Мигающая неоновая реклама пива светится сквозь дымку. Руки у нее вытянуты, одни ногти да тонкие кости, и Вилли готов завыть, не то от вожделения, не то от страха. Она все хихикает, тише и тише, да бормочет что-то про себя – женщина, страдающая от глубокой боли. Вилли не может разобрать слова, но, поскольку она говорит что-то, он решает, что надо присоединиться к разговору и посмотреть, что будет.
– Ты такая хорошенькая, ну, просто очень, я всегда тебя хотел, хотя знаешь, как все мы. А что еще делать, правда? Это же естественно, что мы так смотрим. Я уверен, ты не обижаешься на нас, правда? Но послушай – для такой женщины, как ты, небезопасно ходить в такие места, так поздно ночью, сверкая ножками и тряся сиськами. Тебе нужна поддержка, я думаю. Моя жена, у нее бюстгальтеры такие заостренные, похожи на торпеды, все из проволоки, там дойки даже не шелохнутся, не обвиснут ни разу. А тут ты, лезешь за барную стойку и целуешься с этими чучелами, и все такое. По городу могут пойти разговоры. Может, лучше отказаться от таких занятий, по крайней мере, так близко от дома.
Ей вроде как нравится звук его голоса, и она закрывает глаза, чтобы послушать его излияния. Вилли говорит еще какое-то время, порой запинаясь, потому что не уверен, как будет развиваться эта идиотская ситуация. Если кто-то из парней смотрит, может, стоит послать сигнал, написать что-то на запотевшем стекле: «ЭЙ, Я ТУТ ВЛИП, ПОМОГИТЕ, БЛИН, ВЫБРАТЬСЯ», – но придется писать буквы зеркально, и он все равно не уверен, сколько там из ребят умеют читать.
На блузке расстегнута еще одна пуговица, а юбка опущена почти до середины бедер. Рот выглядит серым в тусклом свете, с примесью неонового малинового цвета каждые несколько секунд, когда мигает реклама.
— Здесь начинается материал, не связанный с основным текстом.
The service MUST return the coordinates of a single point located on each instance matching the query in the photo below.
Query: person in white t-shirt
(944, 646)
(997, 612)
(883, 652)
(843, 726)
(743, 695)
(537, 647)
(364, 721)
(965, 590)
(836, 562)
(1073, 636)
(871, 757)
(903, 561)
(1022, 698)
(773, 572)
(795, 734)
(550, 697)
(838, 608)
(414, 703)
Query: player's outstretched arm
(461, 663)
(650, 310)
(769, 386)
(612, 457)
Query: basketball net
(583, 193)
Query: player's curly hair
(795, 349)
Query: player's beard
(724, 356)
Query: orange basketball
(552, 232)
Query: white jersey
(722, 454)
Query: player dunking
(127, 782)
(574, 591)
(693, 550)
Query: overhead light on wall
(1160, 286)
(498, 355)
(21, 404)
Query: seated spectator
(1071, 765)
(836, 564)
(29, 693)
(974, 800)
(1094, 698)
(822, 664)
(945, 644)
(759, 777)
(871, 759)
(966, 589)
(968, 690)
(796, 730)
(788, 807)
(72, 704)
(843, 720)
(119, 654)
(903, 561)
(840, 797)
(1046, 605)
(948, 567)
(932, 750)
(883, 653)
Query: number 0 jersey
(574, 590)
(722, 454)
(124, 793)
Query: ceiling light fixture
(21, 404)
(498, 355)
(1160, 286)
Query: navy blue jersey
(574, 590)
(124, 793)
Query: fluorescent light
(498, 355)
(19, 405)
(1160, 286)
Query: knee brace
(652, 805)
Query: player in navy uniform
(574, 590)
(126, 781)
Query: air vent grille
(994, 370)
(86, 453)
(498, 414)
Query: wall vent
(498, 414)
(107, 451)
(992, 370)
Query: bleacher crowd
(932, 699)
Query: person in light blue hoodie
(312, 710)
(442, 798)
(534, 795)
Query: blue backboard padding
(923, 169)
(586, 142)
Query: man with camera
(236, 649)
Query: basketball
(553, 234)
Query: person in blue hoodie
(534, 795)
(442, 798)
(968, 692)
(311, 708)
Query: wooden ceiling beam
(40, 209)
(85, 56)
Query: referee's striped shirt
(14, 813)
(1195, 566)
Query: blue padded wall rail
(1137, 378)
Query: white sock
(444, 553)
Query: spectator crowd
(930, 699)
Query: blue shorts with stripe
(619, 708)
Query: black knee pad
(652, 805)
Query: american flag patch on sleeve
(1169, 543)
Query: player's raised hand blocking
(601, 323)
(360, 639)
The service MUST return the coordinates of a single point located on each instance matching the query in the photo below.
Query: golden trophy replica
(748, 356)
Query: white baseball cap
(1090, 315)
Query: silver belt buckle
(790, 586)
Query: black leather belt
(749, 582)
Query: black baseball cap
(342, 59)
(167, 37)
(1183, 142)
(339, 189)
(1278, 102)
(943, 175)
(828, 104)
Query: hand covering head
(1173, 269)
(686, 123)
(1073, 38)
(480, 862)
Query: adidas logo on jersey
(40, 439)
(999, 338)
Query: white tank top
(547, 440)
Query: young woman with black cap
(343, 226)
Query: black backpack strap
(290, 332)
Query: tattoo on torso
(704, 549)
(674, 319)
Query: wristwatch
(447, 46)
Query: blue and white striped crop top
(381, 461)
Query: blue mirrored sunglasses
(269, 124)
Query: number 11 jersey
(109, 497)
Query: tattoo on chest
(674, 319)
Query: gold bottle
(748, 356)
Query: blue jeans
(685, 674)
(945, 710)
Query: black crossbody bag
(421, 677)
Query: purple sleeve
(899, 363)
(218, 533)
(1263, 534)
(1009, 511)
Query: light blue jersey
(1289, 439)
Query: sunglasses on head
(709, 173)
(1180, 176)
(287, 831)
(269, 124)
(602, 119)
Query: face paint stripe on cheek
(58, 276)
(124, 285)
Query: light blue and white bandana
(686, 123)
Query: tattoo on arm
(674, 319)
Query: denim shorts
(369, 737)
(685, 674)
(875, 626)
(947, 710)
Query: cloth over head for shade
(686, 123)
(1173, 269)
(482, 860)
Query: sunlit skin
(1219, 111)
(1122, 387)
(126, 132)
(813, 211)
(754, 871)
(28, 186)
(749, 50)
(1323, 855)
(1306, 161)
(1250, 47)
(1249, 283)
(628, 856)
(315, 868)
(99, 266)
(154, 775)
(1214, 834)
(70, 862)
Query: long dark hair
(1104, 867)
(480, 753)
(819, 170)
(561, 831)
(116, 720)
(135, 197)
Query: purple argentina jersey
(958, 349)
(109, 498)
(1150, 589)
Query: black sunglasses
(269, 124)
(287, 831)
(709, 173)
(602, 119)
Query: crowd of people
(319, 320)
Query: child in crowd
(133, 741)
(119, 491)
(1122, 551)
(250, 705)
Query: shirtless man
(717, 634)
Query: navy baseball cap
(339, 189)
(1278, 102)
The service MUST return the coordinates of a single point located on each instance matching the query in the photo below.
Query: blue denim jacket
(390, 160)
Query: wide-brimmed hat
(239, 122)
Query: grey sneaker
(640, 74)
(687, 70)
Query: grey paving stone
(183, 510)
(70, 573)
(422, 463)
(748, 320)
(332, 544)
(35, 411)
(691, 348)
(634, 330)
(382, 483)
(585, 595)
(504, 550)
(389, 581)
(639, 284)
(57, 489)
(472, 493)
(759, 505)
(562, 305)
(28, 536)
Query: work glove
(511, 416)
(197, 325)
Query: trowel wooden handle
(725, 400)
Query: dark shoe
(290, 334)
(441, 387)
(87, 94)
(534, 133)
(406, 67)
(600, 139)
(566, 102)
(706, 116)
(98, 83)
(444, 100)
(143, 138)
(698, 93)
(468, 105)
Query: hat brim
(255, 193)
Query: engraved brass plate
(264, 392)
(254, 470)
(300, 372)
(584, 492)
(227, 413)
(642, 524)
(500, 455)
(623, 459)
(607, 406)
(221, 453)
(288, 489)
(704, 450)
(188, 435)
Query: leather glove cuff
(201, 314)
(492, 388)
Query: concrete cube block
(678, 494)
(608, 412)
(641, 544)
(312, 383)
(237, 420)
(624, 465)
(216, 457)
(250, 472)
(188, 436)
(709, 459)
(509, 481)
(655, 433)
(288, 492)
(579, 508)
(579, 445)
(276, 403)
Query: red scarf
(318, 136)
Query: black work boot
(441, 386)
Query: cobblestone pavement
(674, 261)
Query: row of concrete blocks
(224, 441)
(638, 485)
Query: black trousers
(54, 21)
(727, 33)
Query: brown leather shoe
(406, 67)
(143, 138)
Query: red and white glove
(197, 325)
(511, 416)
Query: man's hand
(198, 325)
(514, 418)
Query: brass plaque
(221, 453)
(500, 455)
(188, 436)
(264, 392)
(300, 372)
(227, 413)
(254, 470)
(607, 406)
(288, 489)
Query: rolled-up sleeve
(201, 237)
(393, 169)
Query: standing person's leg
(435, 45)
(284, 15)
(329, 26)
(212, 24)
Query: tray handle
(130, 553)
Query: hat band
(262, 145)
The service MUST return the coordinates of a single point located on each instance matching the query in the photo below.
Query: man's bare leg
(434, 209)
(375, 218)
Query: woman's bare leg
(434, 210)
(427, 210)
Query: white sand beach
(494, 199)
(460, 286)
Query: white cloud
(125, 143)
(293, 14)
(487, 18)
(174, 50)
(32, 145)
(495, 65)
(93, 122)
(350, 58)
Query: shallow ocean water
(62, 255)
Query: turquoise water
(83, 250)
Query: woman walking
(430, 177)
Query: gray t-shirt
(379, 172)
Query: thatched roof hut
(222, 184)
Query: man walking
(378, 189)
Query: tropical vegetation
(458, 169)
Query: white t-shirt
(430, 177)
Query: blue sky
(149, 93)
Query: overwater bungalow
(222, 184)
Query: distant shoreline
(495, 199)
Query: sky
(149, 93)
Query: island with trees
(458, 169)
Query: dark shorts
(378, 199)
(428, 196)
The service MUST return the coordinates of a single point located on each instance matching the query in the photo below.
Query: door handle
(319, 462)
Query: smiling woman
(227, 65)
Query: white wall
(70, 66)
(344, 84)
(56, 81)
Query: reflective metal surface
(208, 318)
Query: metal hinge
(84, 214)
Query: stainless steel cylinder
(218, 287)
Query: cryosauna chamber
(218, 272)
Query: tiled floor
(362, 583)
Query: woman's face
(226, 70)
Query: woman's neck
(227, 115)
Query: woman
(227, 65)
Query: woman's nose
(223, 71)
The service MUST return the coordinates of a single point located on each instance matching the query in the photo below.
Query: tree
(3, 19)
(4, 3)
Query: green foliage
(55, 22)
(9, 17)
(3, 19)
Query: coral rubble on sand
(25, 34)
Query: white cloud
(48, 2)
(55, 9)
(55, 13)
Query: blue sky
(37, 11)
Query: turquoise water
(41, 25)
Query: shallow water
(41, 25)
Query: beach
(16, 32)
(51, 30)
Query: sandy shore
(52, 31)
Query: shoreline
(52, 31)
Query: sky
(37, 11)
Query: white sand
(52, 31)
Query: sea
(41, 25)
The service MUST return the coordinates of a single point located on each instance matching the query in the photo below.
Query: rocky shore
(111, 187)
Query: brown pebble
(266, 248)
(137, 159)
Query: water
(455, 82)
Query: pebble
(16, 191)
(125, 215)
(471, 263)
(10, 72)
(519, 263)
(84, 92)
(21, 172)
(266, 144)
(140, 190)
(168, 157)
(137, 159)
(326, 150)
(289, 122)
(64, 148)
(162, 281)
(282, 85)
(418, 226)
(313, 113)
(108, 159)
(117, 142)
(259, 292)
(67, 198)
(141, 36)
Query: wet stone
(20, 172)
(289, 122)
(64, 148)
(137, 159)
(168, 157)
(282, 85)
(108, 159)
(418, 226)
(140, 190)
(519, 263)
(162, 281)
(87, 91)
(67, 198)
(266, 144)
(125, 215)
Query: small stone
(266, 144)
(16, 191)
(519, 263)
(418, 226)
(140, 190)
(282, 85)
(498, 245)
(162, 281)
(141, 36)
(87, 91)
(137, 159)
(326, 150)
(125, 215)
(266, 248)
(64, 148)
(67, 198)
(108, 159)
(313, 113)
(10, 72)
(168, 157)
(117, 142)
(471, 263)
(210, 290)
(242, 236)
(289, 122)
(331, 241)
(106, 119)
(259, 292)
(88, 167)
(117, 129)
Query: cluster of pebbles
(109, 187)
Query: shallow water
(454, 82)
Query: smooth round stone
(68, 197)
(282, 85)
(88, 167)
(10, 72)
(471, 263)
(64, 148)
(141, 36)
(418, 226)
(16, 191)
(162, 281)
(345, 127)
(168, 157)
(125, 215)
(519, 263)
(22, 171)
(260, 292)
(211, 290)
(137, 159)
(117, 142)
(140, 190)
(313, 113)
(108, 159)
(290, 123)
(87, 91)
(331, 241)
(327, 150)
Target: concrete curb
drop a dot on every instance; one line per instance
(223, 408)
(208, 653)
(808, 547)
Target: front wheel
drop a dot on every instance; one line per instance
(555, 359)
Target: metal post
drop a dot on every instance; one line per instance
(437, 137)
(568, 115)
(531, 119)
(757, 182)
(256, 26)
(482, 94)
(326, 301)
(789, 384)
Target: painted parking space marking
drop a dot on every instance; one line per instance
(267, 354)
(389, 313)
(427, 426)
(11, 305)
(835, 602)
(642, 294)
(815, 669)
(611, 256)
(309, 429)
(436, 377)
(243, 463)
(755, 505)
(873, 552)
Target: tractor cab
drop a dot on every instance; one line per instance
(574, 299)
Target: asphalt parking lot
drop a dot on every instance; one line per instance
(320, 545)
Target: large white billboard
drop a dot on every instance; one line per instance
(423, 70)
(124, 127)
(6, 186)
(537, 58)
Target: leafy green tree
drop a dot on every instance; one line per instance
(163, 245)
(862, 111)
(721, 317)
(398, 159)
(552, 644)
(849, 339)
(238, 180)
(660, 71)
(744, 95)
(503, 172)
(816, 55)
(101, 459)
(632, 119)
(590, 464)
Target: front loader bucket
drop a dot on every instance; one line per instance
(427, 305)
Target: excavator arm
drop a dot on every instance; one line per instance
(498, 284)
Губы становятся все влажнее, и кончик языка слегка показывается наружу.
Вилли решает просто довести дело до конца. После того как жена за два с половиной года родила троих детей, она не особенно занята мужем, а старшего кладет в постель между собой и Вилли, словно измазанный шоколадом и говном буфер. Будто этого недостаточно, Вилли больше не дают смотреть телевизор.
Когда жена не смотрит сериалы или ток-шоу, ребенок намертво прирастает к ковру в шести дюймах от экрана, каждые десять секунд переключая каналы на пульте. Это сводит Вилли с ума, и он идет в гараж, где кидает дартс, пока не почувствует, что капилляры в недрах сердца вот-вот готовы разорваться. Его брат Джексон был всего на три года старше, а уже умер от инфаркта миокарда. Джексон получил в подарок на Рождество беговую дорожку, пошел и купил себе теплый спортивный костюм, новые кроссовки, спортивные повязки, бутылку для воды и наушники, чтобы слушать саундтрек к «Огненным колесницам», сделал одиннадцать шагов на дорожке и упал мертвым. С тех пор как Вилли увидел своего брата в гробу с накрашенными розовыми щеками, он просто отсчитывает дни до того, как настанет его очередь.
Моя мать кладет ладонь на грудь Вилли и слегка давит, жестом «давай свалим отсюда», словно они – давние друзья. Только через минуту он замечает на ее щеках слезы, хотя она даже не всхлипывает. Это снова возвращает его к мыслям о копах и пакете с травкой, который он запихнул под заднее сиденье. Он удивляется, почему не подумал обо всем этом раньше, почему не дал задний ход, когда увидел, как она уткнулась в мертвую кабанью голову. Он должен был еще тогда все понять, но ведь у него это вечно не получается.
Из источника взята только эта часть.